The year was 1985, when Queens native MC Shan released his 12″ single “The Bridge.”

The record, a well-executed ode to his Queensbridge barrio, featured a famous opening verse, that would later be referenced and sampled by a series of emcees years later:

You love to hear the story, again and again of how it all got started way back when / The monument is right in your face, sit and listen for a while to the name of the place, The Bridge…

The classic record earned plenty of fanfare, except from a certain Bronx Bomber and his crew Boogie Down Productions.

Clapping back at Shan, KRS-One released “South Bronx” and drew mixed responses from New Yorkers. While some deemed it as incredible like “The Bridge,” while others saw it as a shot at Shan. Plus, specific lines like, “So you think that hip-hop had its start out in Queensbridge / If you popped that junk up in the Bronx you might not live…,” didn’t help dispel those claims either.

Shan would quickly return with “Kill That Noise,” a record intended on clearing up the speculation. “Shoulda stayed in school, learned comprehension / Trying to state facts that facts that I did not mention,” MC Shan would rap, before throwing in a few jabs (“So you sucker MC’s better kill that noise”). What transpired after would not only change the course of hip-hop as a whole, but would result in one of the greatest moments the genre ever experienced: “The Bridge Is Over.”

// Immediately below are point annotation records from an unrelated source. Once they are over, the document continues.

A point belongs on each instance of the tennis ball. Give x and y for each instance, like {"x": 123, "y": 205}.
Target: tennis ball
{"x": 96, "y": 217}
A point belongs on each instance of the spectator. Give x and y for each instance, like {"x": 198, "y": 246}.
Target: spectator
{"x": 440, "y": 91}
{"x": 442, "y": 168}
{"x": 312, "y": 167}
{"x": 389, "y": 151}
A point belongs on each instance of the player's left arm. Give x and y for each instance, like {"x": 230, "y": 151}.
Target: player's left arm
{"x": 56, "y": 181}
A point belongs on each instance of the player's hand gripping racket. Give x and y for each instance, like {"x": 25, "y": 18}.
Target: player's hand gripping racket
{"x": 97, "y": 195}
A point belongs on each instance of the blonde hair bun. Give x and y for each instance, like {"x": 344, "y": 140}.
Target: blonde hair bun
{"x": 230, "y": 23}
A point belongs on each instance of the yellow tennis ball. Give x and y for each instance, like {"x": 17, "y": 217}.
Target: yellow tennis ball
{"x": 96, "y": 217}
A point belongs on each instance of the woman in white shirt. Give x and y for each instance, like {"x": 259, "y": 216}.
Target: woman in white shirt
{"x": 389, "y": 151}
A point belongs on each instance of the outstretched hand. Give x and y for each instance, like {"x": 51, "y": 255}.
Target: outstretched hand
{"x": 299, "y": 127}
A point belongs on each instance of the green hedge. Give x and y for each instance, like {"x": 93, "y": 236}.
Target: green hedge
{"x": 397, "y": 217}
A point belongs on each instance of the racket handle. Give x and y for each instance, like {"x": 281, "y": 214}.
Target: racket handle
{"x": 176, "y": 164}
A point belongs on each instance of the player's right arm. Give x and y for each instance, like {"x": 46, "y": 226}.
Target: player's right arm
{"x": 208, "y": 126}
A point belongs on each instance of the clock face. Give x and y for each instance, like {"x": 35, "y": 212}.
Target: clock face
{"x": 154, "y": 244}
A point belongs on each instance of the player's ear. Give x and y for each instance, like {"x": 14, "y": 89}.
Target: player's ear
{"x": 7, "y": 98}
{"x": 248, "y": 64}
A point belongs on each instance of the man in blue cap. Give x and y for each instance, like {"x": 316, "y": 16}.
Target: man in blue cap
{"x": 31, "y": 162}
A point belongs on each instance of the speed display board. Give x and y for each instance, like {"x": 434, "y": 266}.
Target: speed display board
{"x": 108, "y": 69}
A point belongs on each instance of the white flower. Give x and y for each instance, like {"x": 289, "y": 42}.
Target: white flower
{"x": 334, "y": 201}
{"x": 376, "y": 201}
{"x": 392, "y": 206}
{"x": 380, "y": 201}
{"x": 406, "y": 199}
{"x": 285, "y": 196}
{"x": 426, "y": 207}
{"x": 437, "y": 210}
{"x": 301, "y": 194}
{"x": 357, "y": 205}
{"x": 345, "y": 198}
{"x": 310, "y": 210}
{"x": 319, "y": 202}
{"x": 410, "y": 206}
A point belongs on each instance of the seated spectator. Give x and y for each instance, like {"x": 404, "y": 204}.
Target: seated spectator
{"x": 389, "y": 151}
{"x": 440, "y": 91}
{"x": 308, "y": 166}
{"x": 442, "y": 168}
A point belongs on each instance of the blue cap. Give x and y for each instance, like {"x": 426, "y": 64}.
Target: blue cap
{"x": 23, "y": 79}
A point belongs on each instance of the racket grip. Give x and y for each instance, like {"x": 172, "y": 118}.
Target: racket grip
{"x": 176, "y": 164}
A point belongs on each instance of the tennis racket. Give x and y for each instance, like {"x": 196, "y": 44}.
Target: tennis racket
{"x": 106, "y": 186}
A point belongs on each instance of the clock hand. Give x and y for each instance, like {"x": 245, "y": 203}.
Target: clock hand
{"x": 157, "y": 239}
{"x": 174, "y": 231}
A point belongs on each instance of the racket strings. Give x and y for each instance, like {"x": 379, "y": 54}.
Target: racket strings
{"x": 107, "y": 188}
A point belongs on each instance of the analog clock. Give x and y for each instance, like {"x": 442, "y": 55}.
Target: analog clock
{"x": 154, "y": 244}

The ensuing battle gave birth to the Bridge Wars, one of the greatest events to take place during hip-hop’s golden era. While several other records were released after KRS-One’s classic diss track, “The Bridge Is Over” remained a benchmark. Nearly ten years after the fact, an MC by the name of Nas would pick up the pieces and ultimately rebuild The Bridge with a little album called Illmatic.

Nas talks Queensbridge history

“It’s crazy cause KRS-One is one of the greatest ever, right? And the music wars between BDP and MC Shan was so serious and it was like, KRS-One kind of like helped give birth to me in a lot ways,” Nas admitted to REVOLT back in 2014. The comment comes as today (April 19) marks the 23rd anniversary of his pivotal album. “Not just MC Shan and Marley Marl, but KRS-One [as well] because he silenced everything, that was it. So it was like I had to come out and kind of like represent my hood, ’cause other than that, we was done forever,” he added.

Just like the Bridge Wars, Illmatic changed everything. In 2014, Esco celebrated two decades of the album anniversary, inspiring a generation of emcees just like KRS-One and MC Shan’s war of words did for his era.